東海道本線・山崎駅近辺は、通過列車のバリエーションもあって撮影者の絶えない場所だ。駅脇の通称「サントリーカープ」―残念ながらフェンスが立って撮影のハードルも高くなったが―をはじめ、名所とされる場所も多い。そのなかで気になる存在が、長岡京との中間にあるビール工場脇の水田で秋に咲くコスモスだった。
ことしもその時期を迎え、しかも来年春には485系〔雷鳥〕がなくなる見込みなので、この秋がふたつを収められるラストチャンスであった。そのコスモスが見ごろを迎えているという知らせを、いつもコメント下さるさくらねこさんからいただいた。午後発の〔雷鳥89号〕が運転される10月三連休の最終日に、現地へ向かった。

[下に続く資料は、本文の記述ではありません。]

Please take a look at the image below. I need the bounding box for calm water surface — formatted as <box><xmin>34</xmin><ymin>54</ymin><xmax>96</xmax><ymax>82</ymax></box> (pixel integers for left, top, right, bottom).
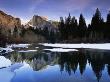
<box><xmin>0</xmin><ymin>44</ymin><xmax>110</xmax><ymax>82</ymax></box>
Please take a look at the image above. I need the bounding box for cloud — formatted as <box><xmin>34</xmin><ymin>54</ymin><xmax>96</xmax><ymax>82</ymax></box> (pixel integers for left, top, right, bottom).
<box><xmin>29</xmin><ymin>0</ymin><xmax>46</xmax><ymax>13</ymax></box>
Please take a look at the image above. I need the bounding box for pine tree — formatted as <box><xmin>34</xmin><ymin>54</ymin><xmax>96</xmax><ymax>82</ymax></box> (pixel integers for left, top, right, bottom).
<box><xmin>0</xmin><ymin>27</ymin><xmax>1</xmax><ymax>35</ymax></box>
<box><xmin>13</xmin><ymin>26</ymin><xmax>18</xmax><ymax>38</ymax></box>
<box><xmin>78</xmin><ymin>14</ymin><xmax>87</xmax><ymax>38</ymax></box>
<box><xmin>91</xmin><ymin>8</ymin><xmax>102</xmax><ymax>31</ymax></box>
<box><xmin>43</xmin><ymin>26</ymin><xmax>49</xmax><ymax>40</ymax></box>
<box><xmin>59</xmin><ymin>17</ymin><xmax>65</xmax><ymax>40</ymax></box>
<box><xmin>65</xmin><ymin>13</ymin><xmax>71</xmax><ymax>39</ymax></box>
<box><xmin>107</xmin><ymin>11</ymin><xmax>110</xmax><ymax>24</ymax></box>
<box><xmin>106</xmin><ymin>11</ymin><xmax>110</xmax><ymax>39</ymax></box>
<box><xmin>71</xmin><ymin>16</ymin><xmax>78</xmax><ymax>38</ymax></box>
<box><xmin>90</xmin><ymin>8</ymin><xmax>105</xmax><ymax>41</ymax></box>
<box><xmin>20</xmin><ymin>26</ymin><xmax>26</xmax><ymax>37</ymax></box>
<box><xmin>49</xmin><ymin>30</ymin><xmax>55</xmax><ymax>43</ymax></box>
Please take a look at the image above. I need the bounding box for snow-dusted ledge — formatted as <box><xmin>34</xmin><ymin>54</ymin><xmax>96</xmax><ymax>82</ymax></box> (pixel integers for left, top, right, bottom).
<box><xmin>18</xmin><ymin>50</ymin><xmax>37</xmax><ymax>53</ymax></box>
<box><xmin>41</xmin><ymin>43</ymin><xmax>110</xmax><ymax>50</ymax></box>
<box><xmin>44</xmin><ymin>48</ymin><xmax>78</xmax><ymax>52</ymax></box>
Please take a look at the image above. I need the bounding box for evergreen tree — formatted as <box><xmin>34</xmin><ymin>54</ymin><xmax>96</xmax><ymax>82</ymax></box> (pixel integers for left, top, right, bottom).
<box><xmin>65</xmin><ymin>13</ymin><xmax>71</xmax><ymax>39</ymax></box>
<box><xmin>91</xmin><ymin>8</ymin><xmax>102</xmax><ymax>31</ymax></box>
<box><xmin>89</xmin><ymin>8</ymin><xmax>105</xmax><ymax>41</ymax></box>
<box><xmin>78</xmin><ymin>14</ymin><xmax>87</xmax><ymax>38</ymax></box>
<box><xmin>0</xmin><ymin>27</ymin><xmax>1</xmax><ymax>35</ymax></box>
<box><xmin>20</xmin><ymin>26</ymin><xmax>26</xmax><ymax>37</ymax></box>
<box><xmin>49</xmin><ymin>30</ymin><xmax>56</xmax><ymax>43</ymax></box>
<box><xmin>13</xmin><ymin>26</ymin><xmax>18</xmax><ymax>38</ymax></box>
<box><xmin>70</xmin><ymin>16</ymin><xmax>78</xmax><ymax>38</ymax></box>
<box><xmin>43</xmin><ymin>26</ymin><xmax>49</xmax><ymax>40</ymax></box>
<box><xmin>107</xmin><ymin>11</ymin><xmax>110</xmax><ymax>24</ymax></box>
<box><xmin>106</xmin><ymin>11</ymin><xmax>110</xmax><ymax>39</ymax></box>
<box><xmin>59</xmin><ymin>17</ymin><xmax>65</xmax><ymax>40</ymax></box>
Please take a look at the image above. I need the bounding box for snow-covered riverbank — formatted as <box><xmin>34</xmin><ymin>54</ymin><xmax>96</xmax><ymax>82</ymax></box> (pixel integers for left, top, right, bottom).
<box><xmin>0</xmin><ymin>44</ymin><xmax>31</xmax><ymax>54</ymax></box>
<box><xmin>41</xmin><ymin>43</ymin><xmax>110</xmax><ymax>50</ymax></box>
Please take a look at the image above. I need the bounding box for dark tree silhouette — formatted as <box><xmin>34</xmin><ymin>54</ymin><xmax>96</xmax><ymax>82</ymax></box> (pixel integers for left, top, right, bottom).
<box><xmin>70</xmin><ymin>16</ymin><xmax>78</xmax><ymax>38</ymax></box>
<box><xmin>91</xmin><ymin>8</ymin><xmax>102</xmax><ymax>31</ymax></box>
<box><xmin>65</xmin><ymin>13</ymin><xmax>72</xmax><ymax>39</ymax></box>
<box><xmin>106</xmin><ymin>11</ymin><xmax>110</xmax><ymax>39</ymax></box>
<box><xmin>13</xmin><ymin>26</ymin><xmax>18</xmax><ymax>38</ymax></box>
<box><xmin>78</xmin><ymin>14</ymin><xmax>87</xmax><ymax>38</ymax></box>
<box><xmin>59</xmin><ymin>17</ymin><xmax>65</xmax><ymax>40</ymax></box>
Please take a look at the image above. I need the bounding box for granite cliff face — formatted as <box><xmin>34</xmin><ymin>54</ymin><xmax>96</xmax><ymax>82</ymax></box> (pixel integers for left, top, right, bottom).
<box><xmin>0</xmin><ymin>10</ymin><xmax>21</xmax><ymax>29</ymax></box>
<box><xmin>27</xmin><ymin>15</ymin><xmax>57</xmax><ymax>31</ymax></box>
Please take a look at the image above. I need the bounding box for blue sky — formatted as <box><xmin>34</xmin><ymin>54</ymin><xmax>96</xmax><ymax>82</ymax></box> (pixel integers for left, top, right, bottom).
<box><xmin>0</xmin><ymin>0</ymin><xmax>110</xmax><ymax>24</ymax></box>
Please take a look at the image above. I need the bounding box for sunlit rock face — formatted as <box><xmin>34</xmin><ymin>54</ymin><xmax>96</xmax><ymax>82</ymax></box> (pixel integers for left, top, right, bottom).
<box><xmin>0</xmin><ymin>10</ymin><xmax>21</xmax><ymax>29</ymax></box>
<box><xmin>27</xmin><ymin>15</ymin><xmax>57</xmax><ymax>31</ymax></box>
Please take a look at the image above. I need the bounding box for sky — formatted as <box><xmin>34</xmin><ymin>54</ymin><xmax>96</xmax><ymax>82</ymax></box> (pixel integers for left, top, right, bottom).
<box><xmin>0</xmin><ymin>0</ymin><xmax>110</xmax><ymax>24</ymax></box>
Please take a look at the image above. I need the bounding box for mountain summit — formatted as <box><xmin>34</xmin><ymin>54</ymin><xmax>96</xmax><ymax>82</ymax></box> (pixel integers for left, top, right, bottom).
<box><xmin>27</xmin><ymin>15</ymin><xmax>57</xmax><ymax>31</ymax></box>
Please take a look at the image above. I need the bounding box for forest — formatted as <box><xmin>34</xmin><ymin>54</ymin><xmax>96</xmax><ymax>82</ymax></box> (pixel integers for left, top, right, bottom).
<box><xmin>58</xmin><ymin>8</ymin><xmax>110</xmax><ymax>43</ymax></box>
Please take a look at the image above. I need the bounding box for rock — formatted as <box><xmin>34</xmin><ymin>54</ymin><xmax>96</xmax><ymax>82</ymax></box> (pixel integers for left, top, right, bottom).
<box><xmin>27</xmin><ymin>15</ymin><xmax>58</xmax><ymax>32</ymax></box>
<box><xmin>0</xmin><ymin>10</ymin><xmax>21</xmax><ymax>29</ymax></box>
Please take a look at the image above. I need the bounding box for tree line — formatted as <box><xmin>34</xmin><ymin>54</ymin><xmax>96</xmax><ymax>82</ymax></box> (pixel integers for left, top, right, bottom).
<box><xmin>1</xmin><ymin>8</ymin><xmax>110</xmax><ymax>45</ymax></box>
<box><xmin>58</xmin><ymin>8</ymin><xmax>110</xmax><ymax>43</ymax></box>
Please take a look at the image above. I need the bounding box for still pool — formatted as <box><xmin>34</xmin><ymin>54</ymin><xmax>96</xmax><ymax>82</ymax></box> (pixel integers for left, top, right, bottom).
<box><xmin>0</xmin><ymin>44</ymin><xmax>110</xmax><ymax>82</ymax></box>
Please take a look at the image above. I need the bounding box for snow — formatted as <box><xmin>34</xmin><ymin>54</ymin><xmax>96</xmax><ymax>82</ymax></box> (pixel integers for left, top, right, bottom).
<box><xmin>0</xmin><ymin>56</ymin><xmax>11</xmax><ymax>68</ymax></box>
<box><xmin>0</xmin><ymin>44</ymin><xmax>31</xmax><ymax>53</ymax></box>
<box><xmin>41</xmin><ymin>43</ymin><xmax>110</xmax><ymax>50</ymax></box>
<box><xmin>8</xmin><ymin>44</ymin><xmax>30</xmax><ymax>48</ymax></box>
<box><xmin>35</xmin><ymin>47</ymin><xmax>39</xmax><ymax>49</ymax></box>
<box><xmin>0</xmin><ymin>47</ymin><xmax>14</xmax><ymax>53</ymax></box>
<box><xmin>18</xmin><ymin>50</ymin><xmax>37</xmax><ymax>53</ymax></box>
<box><xmin>44</xmin><ymin>48</ymin><xmax>78</xmax><ymax>52</ymax></box>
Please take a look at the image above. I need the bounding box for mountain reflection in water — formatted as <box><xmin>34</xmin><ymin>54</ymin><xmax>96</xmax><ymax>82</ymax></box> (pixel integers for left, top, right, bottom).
<box><xmin>0</xmin><ymin>49</ymin><xmax>110</xmax><ymax>82</ymax></box>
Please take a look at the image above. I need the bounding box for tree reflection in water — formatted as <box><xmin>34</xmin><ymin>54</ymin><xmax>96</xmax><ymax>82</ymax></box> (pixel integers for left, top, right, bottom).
<box><xmin>2</xmin><ymin>50</ymin><xmax>110</xmax><ymax>82</ymax></box>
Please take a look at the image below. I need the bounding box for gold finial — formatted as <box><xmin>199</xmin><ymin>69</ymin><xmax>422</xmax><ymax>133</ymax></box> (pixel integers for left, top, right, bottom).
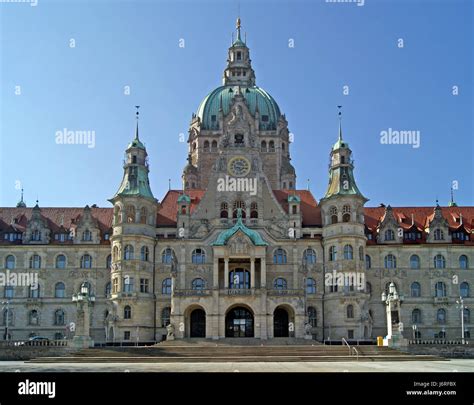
<box><xmin>236</xmin><ymin>17</ymin><xmax>241</xmax><ymax>30</ymax></box>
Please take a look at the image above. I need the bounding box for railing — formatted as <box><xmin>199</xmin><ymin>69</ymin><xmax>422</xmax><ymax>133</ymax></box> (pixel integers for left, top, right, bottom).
<box><xmin>222</xmin><ymin>288</ymin><xmax>255</xmax><ymax>296</ymax></box>
<box><xmin>409</xmin><ymin>339</ymin><xmax>470</xmax><ymax>345</ymax></box>
<box><xmin>434</xmin><ymin>297</ymin><xmax>449</xmax><ymax>304</ymax></box>
<box><xmin>342</xmin><ymin>337</ymin><xmax>351</xmax><ymax>355</ymax></box>
<box><xmin>267</xmin><ymin>289</ymin><xmax>303</xmax><ymax>297</ymax></box>
<box><xmin>352</xmin><ymin>346</ymin><xmax>359</xmax><ymax>360</ymax></box>
<box><xmin>174</xmin><ymin>289</ymin><xmax>212</xmax><ymax>297</ymax></box>
<box><xmin>0</xmin><ymin>340</ymin><xmax>69</xmax><ymax>348</ymax></box>
<box><xmin>342</xmin><ymin>337</ymin><xmax>359</xmax><ymax>360</ymax></box>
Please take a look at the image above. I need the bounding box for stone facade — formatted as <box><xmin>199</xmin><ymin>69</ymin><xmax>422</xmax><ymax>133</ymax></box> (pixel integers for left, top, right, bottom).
<box><xmin>0</xmin><ymin>20</ymin><xmax>472</xmax><ymax>344</ymax></box>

長岡京駅前でレンタサイクルが借りられるという情報も頂き、さっそく使ってみた。駅からずっと歩いていくにはしんどい距離だし、路線バスが近くまで来ているが系統が複雑で時間があわせづらい。といって車で来ると停め場所に困る。なかなかアクセスの仕方に悩むところだっただけに、フットワークも軽くなる自転車はありがたい。ほかに阪急電鉄の大山崎・長岡天神駅にもレンタサイクルがあるので、あわせて活用したいところだ。
手続きから借り出しまでの手間が少々かかったが、走り出せば快調。目的地を通り越して大山崎の名所・名神高速陸橋まであっさり到達し、89号大阪への送り込み列車の俯瞰撮影もできた。先頭はクハ489-600番台。宮原経由で大阪駅にUターンするので、営業列車もこの車両が先頭となる。〔雷鳥〕では2両しかなかった貫通形はすでに1両離脱したから、とくに貴重な編成だった。

クハ489-604

クハ489-604

  • 東海道本線 長岡京←山崎 2010-10
  • D700, AF-S Nikkor ED 80-200mm F2.8D, ISO200


改めてコスモスの咲く田んぼに向かう。見渡す限り…というわけではないが、ところによっては淡桃から深紅の花々が一区画をうずめている。脇にはすこし色あせたヒガンバナの姿もあった。本番はすこし離れた場所から間合いを取って低速で流してみる。予定時刻からわずかに遅れて、右から国鉄特急色が飛び込んできた。ちょっとブレ残りがあるのが惜しい。
〔能登〕で親しまれた489系電車は485系の派生形式。本来は碓氷峠「横軽」をEF63形電気機関車と協調して登坂するための車両だが、同区間を通過しなければ混結は可能で、同車のように輸送見直しで峠を離れた車両も存在する。
本体の485系にくらべると小規模な陣容でありながら、増備時期の関係でボンネットから貫通形、電気釜こと非貫通形と三種の顔を持つのも特徴。さらにEF63電気機関車と連結する側が別区分となっているので、先頭車の番台区分は6種類にも及ぶ。前面貫通扉を設置する200・600番台は、クハ481-200番台に相当する車両だ。

クモハ223-1009

クモハ223-1009

  • 東海道本線 長岡京←山崎 2010-10
  • D700, AF-S Nikkor ED 80-200mm F2.8D, ISO200

畦を進んで花畑に近寄ると、画面下部を花でいっぱいに埋めることができる。〔雷鳥〕はトップライトに近いわずかな逆光下だった。陽が回ってくることで車体の色乗りが良くなると期待したが、架線柱の影が長く落ちてきて車体にかかり、アングルの制約はむしろ増す。自然物を画面に取り入れた構成は難しいとつくづく感じるが、新快速電車はそんな感想はお構いなしに130km/hで駆け抜けていった。